Spieleentwicklung gestern und heute

Freitag, 16. Oktober 2020 14:30 von Christoph

Als Computergrafik-Gesamtübung habe ich SameGame noch einmal neu implementiert. Erst als ich fertig war, ist mir aufgefallen, dass das ziemlich genau 18 Jahre nach der ersten Version war. Das Programm ist jetzt also offiziell volljährig. Und tatsächlich habe ich den Original-Quelltext auch noch - oh man, wie sich die Zeiten ändern. Es folgt ein kurzer Vergleich zwischen damals (links im Bild) und heute (rechts im Bild).

Montage SameGame

SameGame32 schrieb ich 2002 im Borland C++-Builder. Visual Studio war noch ein teures Produkt für Profis (was habe ich mich gefreut, als Student an eine Vollversion zu kommen). Heute ist das umgekehrt: der C++-Builder wollte in die Oberschicht vordringen und hat dabei jegliches Klientel verloren. Visual Studio hat es als Community-Version in die Breite geschafft, der C++-Builder in die Bedeutungslosigkeit.

Die Fenstergröße war damals fixiert.

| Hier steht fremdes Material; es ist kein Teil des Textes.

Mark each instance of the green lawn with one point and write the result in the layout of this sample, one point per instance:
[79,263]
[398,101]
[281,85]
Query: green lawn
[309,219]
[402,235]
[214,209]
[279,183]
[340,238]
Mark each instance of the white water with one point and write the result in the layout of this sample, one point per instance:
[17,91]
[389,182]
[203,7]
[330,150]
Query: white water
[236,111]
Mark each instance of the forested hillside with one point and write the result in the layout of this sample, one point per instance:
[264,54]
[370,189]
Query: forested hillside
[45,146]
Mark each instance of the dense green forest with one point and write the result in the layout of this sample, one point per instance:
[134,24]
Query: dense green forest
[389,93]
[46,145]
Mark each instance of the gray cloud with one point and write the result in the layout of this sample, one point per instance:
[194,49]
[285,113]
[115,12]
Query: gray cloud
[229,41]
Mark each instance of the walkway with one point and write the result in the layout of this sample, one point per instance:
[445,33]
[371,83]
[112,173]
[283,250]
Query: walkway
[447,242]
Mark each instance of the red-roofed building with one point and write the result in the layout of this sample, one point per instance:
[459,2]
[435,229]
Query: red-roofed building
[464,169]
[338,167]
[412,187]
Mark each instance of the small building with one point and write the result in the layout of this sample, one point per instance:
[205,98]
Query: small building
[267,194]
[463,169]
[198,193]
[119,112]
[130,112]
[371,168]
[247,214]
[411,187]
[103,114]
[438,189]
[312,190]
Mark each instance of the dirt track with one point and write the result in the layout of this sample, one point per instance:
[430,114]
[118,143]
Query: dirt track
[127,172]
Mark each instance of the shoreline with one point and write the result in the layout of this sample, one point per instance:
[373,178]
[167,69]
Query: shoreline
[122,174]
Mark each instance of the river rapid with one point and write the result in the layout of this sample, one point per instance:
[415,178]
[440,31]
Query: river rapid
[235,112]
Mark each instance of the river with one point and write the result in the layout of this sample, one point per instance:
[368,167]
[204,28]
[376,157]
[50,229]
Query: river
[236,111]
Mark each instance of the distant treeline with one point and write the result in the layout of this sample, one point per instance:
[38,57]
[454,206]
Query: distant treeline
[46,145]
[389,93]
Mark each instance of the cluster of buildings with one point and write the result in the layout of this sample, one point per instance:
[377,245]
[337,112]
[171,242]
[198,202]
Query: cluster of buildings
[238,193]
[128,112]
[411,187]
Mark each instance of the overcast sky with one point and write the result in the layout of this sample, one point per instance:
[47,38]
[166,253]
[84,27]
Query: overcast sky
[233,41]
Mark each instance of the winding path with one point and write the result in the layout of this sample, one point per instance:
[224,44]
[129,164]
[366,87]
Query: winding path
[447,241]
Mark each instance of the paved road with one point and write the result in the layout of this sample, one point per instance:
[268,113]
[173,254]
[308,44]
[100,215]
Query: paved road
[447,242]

Das klingt harmlos, war aber Symptom einer bedeutenden Einschränkung: das Spiel tat nur so, als wäre es 3D. Tatsächlich wurden Bitmaps mittels DirectX 7 an feste Koordinaten eines Rasters kopiert. Die Kugeln lagen als bmp-Datei in den Anwendungsresourcen und zwar alle 3 Farben aus jeweils 18 Winkeln (ingesamt 54 Standbilder). Eine volle Drehung bestand aus Abspielen der 18 Bilder. Aus den Mauskoordinaten ließ sich trivial bestimmen, welche Kugel gerade überfahren wird und damit die Animation abgespielt werden muss. Die Einzelbilder wurden mit POV-Ray vorberechnet. Ja, es gab bereits Raytracing, allerdings weit weg von Echtzeit.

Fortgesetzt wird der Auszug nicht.